While it is not as strict as the EU's GDPR, both are based on the same principles of data visibility, transparency and accountability. And, though CCPA only applies to entities that do business in the state of California or collect data on Californians, it's unlikely there are many businesses not affected by this new legislation. Moreover, additional privacy legislation is likely to be passed in the coming months and years; it would be prudent for organizations to revisit their data discovery processes now to stay ahead of the curve.
CCPA: Redefining personal information and its collection
The CCPA's definition of personal information goes well beyond data that can be obviously associated with an identity, such as name, date of birth or Social Security number -- data collectively known as personally identifiable information. CCPA encompasses data that identifies, relates to, describes, is capable of being associated with or could reasonably be directly or indirectly linked with a consumer or household. This could include indirect information, such as product preference or geolocation data. CCPA legislation also requires organizations justify why they collect personal information and how they use it.

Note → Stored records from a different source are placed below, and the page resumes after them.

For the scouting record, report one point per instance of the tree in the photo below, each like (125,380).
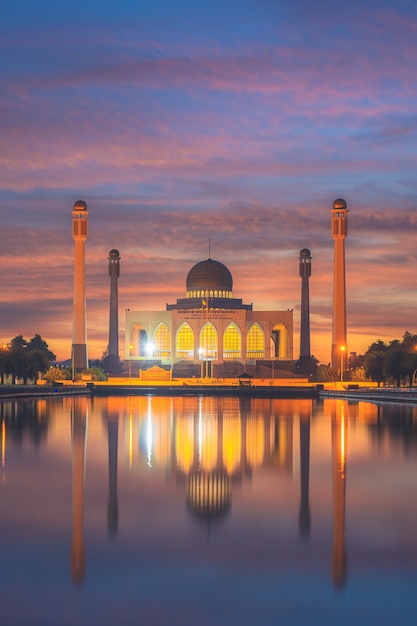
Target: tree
(374,361)
(374,366)
(57,373)
(395,363)
(39,344)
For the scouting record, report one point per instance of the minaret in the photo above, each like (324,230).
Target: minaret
(305,273)
(114,273)
(79,334)
(339,234)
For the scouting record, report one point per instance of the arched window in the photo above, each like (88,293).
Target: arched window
(162,342)
(255,343)
(185,342)
(208,342)
(279,342)
(232,342)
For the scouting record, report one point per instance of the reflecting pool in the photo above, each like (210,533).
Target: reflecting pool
(207,511)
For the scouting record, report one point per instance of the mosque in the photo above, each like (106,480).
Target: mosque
(210,332)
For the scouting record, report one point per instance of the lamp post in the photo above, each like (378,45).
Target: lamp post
(130,363)
(342,352)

Creating such a broad range of personal information elements that are subject to CCPA privacy oversight has a major effect on how organizations collect and process consumers' data. Data discovery, particularly of indirect information, becomes a key compliance task. The need to protect data subject rights at scale requires a different approach to discovering and correlating data from the traditional application-only, IT-oriented start point. It will require most organizations to rethink their data discovery and inventorying processes in order to get personal data sprawl under control. This will help companies have an accurate picture of whose data they have, where it resides and how it is being used. Although CCPA doesn't explicitly require a personal information process inventory, GDPR does, and it's a sustainable and practical approach to achieving accountability and maintenance.